Internal data can be monitored through dashboards and key performance indicators to provide alerts and answer detailed questions. Additionally, a manual approach to data analysis can be used to explore more complex and ambiguous challenges within the organization. By focusing on internal data and asset intelligence, SAM practitioners can provide valuable support to the organization and enable informed decision-making on strategic, tactical, and operational levels.
Expanding to Software Asset Intelligence
SAM teams achieve Software Asset Intelligence by aiming for it, but intentionally investing time and resources in increased Automation and an increased focus and emphasis on Internal Data. Software Asset Intelligence often involves utilizing automated data sets over time, although not always. The data in focus aims to support the organization’s internal stakeholders, both centralized and decentralized, in understanding the business, tracking changes, and making an impact on the full range of strategic, tactical, and operational decisions.
Software Asset Intelligence is not a replacement for compliance but an additional field that organizations must master to meet the increased demands of digitalized organizations.
SAM program that utilizes resources effectively
Adding software tiers to this model provides guidance to SAM teams on how to prioritize manual labor for improved optimization of resources and greater impact.
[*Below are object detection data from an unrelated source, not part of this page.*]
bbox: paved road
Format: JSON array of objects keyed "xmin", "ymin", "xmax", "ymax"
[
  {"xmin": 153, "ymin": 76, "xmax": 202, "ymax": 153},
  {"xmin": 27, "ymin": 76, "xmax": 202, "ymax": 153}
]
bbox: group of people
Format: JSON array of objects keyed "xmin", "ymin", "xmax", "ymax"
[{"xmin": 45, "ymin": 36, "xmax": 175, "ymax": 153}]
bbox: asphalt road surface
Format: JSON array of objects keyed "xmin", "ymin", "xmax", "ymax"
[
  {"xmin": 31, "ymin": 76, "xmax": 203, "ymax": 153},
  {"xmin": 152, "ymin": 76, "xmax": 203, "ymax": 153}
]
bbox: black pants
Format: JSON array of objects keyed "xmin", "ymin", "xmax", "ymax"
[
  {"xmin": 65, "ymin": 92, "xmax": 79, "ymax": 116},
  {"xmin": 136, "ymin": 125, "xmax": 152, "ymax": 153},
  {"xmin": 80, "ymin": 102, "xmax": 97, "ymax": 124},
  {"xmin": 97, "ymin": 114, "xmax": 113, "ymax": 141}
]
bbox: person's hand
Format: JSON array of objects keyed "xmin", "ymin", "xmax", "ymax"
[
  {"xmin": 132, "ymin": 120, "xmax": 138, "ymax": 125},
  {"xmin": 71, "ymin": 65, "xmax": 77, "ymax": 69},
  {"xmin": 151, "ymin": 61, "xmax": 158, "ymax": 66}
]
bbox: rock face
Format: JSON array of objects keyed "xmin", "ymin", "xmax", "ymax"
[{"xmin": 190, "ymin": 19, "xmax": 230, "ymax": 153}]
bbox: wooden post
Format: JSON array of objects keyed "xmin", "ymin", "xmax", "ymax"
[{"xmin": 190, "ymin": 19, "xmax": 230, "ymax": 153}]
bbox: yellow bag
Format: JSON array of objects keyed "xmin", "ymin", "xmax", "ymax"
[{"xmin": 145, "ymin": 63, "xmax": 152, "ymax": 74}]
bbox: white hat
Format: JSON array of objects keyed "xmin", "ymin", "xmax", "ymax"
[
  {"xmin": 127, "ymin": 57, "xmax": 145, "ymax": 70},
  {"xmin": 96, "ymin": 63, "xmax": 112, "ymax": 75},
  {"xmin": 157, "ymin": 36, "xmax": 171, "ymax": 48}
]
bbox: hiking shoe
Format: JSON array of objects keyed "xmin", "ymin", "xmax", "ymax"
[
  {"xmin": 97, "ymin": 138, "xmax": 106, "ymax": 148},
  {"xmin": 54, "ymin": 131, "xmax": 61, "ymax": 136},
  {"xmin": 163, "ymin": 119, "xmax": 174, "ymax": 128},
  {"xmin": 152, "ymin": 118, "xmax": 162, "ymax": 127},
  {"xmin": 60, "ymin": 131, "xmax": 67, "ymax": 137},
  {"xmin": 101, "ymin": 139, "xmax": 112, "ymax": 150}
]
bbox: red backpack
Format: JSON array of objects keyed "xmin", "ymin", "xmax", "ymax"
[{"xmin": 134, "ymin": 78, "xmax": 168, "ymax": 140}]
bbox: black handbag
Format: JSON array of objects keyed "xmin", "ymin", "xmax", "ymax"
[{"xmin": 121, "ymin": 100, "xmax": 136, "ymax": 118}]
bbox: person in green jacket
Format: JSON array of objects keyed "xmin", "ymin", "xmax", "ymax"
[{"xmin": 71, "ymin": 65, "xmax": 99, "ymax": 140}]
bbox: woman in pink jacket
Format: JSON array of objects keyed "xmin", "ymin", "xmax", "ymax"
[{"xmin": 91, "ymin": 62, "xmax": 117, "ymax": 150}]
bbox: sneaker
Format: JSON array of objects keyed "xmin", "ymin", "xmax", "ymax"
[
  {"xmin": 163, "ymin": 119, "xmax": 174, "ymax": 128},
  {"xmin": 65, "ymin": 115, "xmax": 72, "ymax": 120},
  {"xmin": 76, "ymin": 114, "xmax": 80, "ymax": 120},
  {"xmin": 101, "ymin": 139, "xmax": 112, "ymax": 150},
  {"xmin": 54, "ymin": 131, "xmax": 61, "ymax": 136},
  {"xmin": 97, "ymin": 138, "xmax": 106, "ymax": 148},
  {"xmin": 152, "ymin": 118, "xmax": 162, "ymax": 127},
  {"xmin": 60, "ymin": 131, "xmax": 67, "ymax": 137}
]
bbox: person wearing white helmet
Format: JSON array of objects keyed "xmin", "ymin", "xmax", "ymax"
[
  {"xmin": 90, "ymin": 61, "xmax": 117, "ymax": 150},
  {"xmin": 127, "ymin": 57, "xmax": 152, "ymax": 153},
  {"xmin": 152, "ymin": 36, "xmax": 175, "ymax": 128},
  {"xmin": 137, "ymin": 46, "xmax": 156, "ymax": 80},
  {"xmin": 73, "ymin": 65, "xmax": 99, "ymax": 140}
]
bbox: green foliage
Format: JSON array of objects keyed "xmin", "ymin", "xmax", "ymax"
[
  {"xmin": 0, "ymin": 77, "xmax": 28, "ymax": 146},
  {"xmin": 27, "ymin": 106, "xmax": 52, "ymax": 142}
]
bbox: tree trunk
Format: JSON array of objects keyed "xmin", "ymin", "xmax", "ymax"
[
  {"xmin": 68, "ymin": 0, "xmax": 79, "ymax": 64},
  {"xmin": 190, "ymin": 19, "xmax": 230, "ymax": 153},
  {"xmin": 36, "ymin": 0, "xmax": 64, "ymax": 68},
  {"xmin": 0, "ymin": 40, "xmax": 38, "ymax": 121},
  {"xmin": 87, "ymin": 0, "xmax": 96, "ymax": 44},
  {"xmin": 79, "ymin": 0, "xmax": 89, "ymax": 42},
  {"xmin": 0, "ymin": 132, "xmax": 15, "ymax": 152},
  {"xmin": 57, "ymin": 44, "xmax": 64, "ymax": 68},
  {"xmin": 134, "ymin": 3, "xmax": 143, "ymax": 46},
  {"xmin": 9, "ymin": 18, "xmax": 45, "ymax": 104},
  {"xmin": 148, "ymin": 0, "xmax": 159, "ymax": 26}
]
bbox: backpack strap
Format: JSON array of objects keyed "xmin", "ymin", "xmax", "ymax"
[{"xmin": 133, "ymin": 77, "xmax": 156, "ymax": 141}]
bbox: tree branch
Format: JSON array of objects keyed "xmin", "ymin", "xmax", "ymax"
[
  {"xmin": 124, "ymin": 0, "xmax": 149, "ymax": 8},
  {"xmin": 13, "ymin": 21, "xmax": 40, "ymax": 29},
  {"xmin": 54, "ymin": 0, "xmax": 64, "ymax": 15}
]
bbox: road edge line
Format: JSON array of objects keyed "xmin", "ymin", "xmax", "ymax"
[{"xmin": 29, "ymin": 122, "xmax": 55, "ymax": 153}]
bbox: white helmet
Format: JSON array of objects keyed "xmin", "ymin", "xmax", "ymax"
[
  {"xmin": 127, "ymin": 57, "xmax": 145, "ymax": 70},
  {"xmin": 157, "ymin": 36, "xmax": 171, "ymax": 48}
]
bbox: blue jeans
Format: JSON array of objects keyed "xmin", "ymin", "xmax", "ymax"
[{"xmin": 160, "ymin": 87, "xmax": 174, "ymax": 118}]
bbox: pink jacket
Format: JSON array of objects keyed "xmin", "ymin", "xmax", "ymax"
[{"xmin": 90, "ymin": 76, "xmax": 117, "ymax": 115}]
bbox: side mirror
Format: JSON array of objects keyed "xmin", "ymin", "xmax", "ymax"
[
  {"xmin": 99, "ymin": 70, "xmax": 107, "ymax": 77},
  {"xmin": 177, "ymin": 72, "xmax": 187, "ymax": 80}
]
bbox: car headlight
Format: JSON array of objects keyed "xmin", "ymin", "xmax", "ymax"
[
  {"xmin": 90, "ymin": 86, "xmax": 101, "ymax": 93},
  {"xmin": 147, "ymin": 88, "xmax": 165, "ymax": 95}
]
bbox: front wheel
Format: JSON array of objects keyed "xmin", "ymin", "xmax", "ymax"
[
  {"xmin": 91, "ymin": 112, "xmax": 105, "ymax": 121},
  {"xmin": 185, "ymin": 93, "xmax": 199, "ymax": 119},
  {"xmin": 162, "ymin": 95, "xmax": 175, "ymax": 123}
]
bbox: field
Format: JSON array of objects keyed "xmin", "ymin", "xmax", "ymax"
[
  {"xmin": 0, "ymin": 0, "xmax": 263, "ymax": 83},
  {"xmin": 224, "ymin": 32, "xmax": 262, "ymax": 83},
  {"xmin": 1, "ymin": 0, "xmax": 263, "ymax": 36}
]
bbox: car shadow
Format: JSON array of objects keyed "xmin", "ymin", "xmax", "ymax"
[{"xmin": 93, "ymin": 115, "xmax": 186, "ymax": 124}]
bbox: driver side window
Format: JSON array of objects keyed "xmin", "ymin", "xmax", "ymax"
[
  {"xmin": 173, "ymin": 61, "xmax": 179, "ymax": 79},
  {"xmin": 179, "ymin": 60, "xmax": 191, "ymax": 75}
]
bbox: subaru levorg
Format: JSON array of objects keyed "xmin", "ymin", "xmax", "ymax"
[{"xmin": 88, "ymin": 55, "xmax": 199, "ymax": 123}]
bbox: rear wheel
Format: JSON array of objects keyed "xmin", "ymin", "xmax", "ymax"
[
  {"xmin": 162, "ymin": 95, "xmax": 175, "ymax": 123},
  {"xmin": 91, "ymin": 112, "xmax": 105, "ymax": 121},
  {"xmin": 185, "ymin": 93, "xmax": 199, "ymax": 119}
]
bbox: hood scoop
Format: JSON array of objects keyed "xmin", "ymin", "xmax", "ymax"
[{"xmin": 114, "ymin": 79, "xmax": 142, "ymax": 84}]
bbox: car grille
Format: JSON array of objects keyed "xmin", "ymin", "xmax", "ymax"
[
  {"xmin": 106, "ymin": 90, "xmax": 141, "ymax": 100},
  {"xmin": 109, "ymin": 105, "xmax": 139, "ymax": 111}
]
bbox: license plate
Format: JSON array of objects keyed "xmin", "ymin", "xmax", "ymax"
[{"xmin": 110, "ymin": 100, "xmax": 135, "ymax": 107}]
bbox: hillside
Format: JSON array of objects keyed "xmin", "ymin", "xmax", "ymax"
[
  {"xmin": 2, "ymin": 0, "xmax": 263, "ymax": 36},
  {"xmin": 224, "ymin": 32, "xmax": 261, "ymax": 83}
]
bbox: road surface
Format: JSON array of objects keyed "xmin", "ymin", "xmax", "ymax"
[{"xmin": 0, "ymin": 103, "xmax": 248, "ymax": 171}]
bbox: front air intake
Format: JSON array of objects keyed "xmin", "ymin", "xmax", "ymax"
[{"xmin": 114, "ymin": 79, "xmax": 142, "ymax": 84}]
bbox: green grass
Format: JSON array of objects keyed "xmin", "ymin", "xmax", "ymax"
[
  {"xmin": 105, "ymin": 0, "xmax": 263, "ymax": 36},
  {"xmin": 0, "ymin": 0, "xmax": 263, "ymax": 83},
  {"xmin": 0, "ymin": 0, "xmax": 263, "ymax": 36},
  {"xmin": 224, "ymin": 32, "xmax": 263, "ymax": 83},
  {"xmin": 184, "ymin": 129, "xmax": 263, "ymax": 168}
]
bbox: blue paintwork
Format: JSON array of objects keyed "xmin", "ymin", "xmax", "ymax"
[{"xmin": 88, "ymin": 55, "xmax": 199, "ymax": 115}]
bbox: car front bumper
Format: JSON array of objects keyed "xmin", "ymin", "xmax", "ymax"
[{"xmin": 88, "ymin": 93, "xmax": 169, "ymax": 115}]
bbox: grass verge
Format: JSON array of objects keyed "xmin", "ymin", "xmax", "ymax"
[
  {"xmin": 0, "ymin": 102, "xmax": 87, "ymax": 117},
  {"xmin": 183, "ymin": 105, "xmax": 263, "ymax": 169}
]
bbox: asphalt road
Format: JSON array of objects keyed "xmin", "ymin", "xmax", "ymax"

Implementing automation will initially require a significant amount of effort, as well as coordination across technologies and processes. However, with successful automation, the SAM team will have access to correct data on demand for all stakeholders, which will not consume significant resources. This frees up the SAM team for manual labor where it can make the most impact.
This article emphasizes that in a typical SAM multi-tier software model, manual labor will have the greatest impact on higher software tiers. Automation is typically applied to lower tiers, as they are the most manageable through automation. As automation is expanded, it is also rational to include higher tiers, with all software tiers benefiting from increased automation and including both external and internal data.
However, manual labor will only have a significant impact if it is focused on higher tiers. The manual work put in by the SAM team for periodic compliance, optimization, and reporting will have a greater impact on the top ten software vendors with the highest spending than on the bottom ten. Additionally, manual work of analysis of internal data, such as extra reporting, anomaly detection, process reengineering support, and other internal stakeholder issues, only makes sense when the impact is significant.
This model suggests, given the arguments above, that there is a strong case for focusing Manual work on tier 1 and tier 2 regarding External Data. However, regarding Internal Data only Manual work is carried out for tier 1.
Naturally, all tiers should be represented in the Automation layer for Software Asset Data and Software Asset Intelligence.
Hopefully, this article brings inspiration to evaluate old ways and the purpose of current SAM programs. Then what could be a reasonable first next step?
One approach is to take a step back and reflect on the current SAM program, here is a few examples of questions:
- How automated, and of course how reliable, is SAM data?
- How well distributed and fit for purpose is the SAM data?
- Are people spending time on manual labor where it makes the most impact?
- Does SAM serve the organization besides software agreement metrics?
- What internal data and questions can be addressed or supported?
- What are the organizational big bets or transformations that we can support?
Expanding from compliance into Software Asset Intelligence is, in many ways, a strategic decision for the SAM team. However, as with many other situations, the key to getting started is to take small steps, but to take many of them.